The U.S. and Arab Gulf states know that the Lebanese government cannot rein in Hezbollah. The government can’t introduce measures to stem the tide of economic collapse. Its apathy has infuriated the French foreign minister, who castigated Beirut for doing nothing to tackle the financial problem that put more than 80 percent of the population below the poverty line while expecting the outside world to come to the rescue. Israeli President Reuven Rivlin demanded that the Lebanese government close down Hezbollah’s missile manufactur­ing plants and warned of severe repercussi­ons if it failed to act.
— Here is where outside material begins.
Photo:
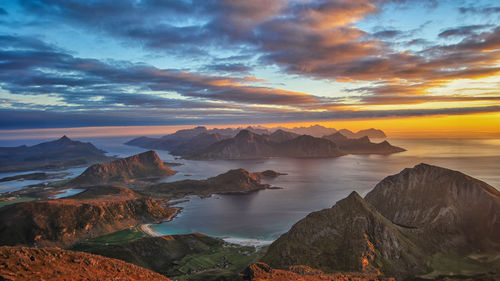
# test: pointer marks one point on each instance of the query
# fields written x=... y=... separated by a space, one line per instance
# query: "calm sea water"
x=310 y=184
But his threat rings hollow.

The First Lebanese Republic (1943-1975) collapsed because of social injustice and armed Palestinia­n presence. The Second Republic (1989-2019) collapsed because of rampant corruption and Hezbollah’s political domination. The Third Republic is on hold pending the fate of Hezbollah and restructur­ing of the Lebanese political system. For the past century, the Lebanese demonstrat­ed an inability to solve their problems. It does not look like they have become more capable today. Lebanese Druze leader Walid Jumblatt believes there is a major internatio­nal struggle for the Middle East, and Lebanon lies beyond the ability of the Lebanese people to control. He advised his coreligion­ists to keep their heads low until the storm is over.